L’exercice s’est terminé par la défaite de l’ennemi hypothétique, a rapporté TASS mardi.

L’exercice Vostok-2022 implique également des navires de guerre opérant dans les eaux et les zones côtières de la mer d’Okhotsk et de la mer du Japon.

Alors que le Vostok-2022 est un événement régulier ne visant pas un tiers et non lié aux situations régionales ou internationales actuelles, tout exercice militaire, en particulier ceux d’importance stratégique, a des significations pratiques, qui se reflètent par l’organisation de l’exercice, un Un expert militaire basé à Pékin a déclaré mardi au Chine Direct, demandant l’anonymat.

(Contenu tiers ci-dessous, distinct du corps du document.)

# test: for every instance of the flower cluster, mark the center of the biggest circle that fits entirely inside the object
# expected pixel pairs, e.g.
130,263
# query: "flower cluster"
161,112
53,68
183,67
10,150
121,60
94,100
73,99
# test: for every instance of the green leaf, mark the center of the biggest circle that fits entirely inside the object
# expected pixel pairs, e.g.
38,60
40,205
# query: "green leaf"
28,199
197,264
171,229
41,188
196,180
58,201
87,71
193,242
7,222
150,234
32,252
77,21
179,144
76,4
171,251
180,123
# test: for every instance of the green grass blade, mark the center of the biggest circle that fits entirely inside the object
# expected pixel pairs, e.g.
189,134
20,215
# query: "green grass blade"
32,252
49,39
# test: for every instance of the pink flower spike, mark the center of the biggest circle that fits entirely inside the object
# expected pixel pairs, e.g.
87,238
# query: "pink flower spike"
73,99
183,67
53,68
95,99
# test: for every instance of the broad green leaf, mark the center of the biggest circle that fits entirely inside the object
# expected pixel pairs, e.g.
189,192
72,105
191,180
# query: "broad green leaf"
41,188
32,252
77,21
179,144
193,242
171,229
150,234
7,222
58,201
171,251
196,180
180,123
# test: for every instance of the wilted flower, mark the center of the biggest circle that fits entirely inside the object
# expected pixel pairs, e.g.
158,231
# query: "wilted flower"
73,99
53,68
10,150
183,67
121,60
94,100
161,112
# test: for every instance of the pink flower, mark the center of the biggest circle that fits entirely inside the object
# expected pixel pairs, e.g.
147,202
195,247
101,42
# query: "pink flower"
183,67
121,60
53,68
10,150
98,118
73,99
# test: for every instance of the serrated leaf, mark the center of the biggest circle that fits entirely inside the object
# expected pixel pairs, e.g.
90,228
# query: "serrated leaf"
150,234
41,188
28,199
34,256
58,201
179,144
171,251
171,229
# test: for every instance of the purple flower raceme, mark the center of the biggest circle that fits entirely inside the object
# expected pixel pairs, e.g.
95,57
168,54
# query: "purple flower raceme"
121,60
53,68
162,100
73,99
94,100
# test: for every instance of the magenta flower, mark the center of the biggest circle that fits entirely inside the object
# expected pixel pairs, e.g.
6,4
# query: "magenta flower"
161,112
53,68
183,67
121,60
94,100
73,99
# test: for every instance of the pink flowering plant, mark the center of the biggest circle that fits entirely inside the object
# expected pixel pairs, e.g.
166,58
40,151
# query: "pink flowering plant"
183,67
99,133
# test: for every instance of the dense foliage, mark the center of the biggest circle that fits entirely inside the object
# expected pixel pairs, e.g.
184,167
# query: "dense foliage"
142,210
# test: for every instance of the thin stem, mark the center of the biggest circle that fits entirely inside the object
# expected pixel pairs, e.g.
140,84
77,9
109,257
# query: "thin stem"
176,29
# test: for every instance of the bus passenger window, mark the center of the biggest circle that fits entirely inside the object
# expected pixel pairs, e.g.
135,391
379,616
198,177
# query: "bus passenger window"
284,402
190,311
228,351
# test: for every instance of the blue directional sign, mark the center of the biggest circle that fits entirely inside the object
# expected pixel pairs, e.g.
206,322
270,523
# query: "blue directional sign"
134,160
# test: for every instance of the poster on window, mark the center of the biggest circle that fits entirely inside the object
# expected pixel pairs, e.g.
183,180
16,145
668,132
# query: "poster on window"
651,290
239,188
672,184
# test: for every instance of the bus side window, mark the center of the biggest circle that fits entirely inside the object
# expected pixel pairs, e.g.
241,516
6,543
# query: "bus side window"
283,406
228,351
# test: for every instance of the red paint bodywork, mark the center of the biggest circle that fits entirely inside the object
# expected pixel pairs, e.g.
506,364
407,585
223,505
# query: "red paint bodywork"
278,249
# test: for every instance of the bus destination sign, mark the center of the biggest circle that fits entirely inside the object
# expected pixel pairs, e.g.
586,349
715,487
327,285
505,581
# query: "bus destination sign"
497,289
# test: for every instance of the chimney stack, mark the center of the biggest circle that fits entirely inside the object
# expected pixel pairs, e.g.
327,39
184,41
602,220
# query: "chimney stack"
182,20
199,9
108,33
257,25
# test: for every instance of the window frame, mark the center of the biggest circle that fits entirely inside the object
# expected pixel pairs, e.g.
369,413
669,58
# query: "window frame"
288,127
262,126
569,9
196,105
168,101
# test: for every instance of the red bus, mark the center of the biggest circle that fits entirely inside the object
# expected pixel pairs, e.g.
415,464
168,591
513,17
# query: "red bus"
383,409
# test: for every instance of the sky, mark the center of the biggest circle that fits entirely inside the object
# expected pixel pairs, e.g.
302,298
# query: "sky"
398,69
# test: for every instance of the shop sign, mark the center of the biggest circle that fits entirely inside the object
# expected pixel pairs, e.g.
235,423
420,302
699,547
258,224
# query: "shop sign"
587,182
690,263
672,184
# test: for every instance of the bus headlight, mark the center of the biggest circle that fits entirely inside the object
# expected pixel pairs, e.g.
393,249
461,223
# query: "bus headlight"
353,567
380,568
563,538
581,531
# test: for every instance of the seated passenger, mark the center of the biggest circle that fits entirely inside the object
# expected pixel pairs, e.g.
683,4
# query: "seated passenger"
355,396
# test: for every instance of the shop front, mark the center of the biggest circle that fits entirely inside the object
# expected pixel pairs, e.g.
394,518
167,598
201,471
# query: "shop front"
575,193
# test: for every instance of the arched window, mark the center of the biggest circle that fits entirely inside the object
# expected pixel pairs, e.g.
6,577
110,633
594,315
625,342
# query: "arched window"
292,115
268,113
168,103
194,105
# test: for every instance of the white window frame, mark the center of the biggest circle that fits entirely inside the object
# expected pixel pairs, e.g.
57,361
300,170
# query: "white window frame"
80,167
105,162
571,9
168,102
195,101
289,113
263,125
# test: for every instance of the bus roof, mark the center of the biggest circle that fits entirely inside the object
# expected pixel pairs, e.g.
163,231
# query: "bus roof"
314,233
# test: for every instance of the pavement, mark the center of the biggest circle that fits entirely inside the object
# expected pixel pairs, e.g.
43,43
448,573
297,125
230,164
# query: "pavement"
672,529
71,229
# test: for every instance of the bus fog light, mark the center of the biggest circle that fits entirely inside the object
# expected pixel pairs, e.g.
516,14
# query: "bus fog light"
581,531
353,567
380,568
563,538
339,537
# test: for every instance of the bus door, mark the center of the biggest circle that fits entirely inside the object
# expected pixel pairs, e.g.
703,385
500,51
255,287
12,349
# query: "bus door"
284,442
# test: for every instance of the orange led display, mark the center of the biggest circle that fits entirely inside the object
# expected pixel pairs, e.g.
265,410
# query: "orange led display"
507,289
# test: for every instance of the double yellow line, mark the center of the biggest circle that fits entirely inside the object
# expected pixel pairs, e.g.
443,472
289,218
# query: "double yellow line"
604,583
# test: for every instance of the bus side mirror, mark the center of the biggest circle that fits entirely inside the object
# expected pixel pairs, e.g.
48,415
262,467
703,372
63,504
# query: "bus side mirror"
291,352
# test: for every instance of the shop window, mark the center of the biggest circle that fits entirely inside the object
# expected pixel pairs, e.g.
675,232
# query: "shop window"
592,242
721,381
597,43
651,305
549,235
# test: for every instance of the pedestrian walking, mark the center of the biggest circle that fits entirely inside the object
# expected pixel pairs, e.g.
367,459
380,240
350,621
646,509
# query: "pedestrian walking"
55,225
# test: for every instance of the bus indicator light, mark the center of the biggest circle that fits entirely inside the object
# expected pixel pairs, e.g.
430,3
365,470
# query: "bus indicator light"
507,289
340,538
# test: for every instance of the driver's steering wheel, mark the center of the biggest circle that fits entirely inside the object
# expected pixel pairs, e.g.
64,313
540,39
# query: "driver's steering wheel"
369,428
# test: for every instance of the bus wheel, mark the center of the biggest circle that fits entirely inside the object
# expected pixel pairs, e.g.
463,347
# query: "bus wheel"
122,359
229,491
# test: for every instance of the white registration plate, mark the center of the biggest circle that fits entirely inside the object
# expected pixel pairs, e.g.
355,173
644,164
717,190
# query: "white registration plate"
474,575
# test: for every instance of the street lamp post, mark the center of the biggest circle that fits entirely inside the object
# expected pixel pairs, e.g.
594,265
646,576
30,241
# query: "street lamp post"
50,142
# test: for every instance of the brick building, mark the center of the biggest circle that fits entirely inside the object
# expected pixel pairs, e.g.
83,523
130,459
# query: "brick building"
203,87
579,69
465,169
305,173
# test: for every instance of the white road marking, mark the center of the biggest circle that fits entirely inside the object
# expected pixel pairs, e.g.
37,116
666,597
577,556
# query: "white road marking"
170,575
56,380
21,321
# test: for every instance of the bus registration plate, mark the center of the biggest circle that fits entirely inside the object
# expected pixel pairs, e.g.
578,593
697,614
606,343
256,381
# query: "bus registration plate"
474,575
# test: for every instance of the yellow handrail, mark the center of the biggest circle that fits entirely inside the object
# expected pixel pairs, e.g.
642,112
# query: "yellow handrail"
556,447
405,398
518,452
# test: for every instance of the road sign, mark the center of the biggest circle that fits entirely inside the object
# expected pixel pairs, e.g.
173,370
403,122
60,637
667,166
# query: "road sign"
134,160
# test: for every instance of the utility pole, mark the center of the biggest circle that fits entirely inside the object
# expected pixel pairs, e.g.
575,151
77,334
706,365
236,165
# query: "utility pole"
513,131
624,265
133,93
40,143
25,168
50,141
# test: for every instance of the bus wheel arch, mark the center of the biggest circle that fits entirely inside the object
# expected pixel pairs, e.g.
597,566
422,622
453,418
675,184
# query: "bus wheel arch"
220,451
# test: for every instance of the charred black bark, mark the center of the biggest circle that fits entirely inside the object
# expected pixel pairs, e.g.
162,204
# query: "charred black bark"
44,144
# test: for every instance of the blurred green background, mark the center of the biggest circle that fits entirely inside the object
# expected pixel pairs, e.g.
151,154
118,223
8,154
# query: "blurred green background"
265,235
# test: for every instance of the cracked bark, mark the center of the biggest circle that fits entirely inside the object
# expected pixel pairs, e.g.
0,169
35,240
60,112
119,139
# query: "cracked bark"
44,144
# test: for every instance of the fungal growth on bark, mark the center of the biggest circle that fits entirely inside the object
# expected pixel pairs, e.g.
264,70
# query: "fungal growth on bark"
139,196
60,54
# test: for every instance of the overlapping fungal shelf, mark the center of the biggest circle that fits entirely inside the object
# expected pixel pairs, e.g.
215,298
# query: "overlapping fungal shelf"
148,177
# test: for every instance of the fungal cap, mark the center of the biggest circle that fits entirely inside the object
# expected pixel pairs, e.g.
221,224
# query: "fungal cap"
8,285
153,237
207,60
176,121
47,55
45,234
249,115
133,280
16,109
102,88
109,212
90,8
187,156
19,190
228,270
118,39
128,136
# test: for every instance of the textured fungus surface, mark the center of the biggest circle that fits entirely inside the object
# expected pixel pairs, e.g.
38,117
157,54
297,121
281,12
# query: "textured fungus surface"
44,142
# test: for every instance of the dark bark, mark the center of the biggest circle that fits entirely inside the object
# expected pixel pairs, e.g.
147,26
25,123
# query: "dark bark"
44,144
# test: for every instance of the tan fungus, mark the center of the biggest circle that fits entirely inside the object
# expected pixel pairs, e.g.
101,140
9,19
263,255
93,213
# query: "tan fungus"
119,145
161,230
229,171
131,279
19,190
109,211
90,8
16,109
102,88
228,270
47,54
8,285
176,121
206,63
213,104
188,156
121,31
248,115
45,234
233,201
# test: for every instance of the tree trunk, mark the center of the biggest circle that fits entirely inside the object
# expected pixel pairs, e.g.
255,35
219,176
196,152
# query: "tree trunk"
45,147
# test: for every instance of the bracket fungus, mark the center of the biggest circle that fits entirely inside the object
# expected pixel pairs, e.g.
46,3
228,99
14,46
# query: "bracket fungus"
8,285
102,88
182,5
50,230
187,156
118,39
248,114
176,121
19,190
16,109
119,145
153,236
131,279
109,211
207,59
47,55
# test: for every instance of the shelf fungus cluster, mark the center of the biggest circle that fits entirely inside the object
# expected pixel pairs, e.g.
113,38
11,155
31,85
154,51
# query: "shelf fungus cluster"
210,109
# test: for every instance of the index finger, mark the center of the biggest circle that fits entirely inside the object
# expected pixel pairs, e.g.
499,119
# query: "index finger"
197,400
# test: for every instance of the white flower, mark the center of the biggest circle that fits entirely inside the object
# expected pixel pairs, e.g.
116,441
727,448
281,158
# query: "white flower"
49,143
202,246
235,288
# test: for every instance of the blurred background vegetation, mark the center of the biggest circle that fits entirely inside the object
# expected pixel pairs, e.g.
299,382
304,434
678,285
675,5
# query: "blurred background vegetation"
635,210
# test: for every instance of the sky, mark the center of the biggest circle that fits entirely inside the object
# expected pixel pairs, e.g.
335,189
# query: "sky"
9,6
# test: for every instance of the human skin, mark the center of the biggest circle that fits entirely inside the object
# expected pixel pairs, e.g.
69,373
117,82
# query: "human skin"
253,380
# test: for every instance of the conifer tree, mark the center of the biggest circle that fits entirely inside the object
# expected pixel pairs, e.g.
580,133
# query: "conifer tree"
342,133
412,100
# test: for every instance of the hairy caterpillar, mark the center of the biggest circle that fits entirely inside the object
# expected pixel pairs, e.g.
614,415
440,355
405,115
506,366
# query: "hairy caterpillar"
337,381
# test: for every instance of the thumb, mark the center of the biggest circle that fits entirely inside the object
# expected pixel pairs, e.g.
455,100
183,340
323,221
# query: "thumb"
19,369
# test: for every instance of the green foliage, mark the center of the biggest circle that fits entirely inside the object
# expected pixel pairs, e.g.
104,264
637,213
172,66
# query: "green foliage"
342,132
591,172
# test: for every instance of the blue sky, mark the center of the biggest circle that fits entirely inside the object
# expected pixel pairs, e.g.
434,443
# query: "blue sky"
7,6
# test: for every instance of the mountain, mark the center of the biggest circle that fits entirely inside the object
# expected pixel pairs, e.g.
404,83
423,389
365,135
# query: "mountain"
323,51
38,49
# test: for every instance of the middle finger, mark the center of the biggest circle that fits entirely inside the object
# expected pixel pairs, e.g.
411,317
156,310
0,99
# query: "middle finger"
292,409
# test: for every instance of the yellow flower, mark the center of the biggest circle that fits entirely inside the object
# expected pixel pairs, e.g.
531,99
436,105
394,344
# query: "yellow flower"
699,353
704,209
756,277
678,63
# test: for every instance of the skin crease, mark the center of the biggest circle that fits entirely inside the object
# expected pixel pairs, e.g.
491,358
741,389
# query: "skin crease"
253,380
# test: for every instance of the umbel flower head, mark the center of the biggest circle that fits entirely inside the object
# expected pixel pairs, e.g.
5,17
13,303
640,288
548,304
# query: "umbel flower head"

Le thème principal de l’exercice, qui se déroule dans la région de l’Extrême-Orient de la Russie, est la contre-attaque, ce qui signifie que les organisateurs de l’exercice supposent qu’il pourrait y avoir une menace militaire qui pourrait attaquer et tenter d’occuper les territoires russes dans la région, conduisant à la besoin d’une contre-attaque, dit l’expert.

Alors que le Japon alimente également les tensions dans le détroit de Taiwan et tente de s’immiscer dans la question de Taiwan, qui est une affaire intérieure de la Chine, la coopération militaire entre la Chine et la Russie peut dissuader le Japon de saboter la paix et la stabilité dans la région, ont déclaré des analystes.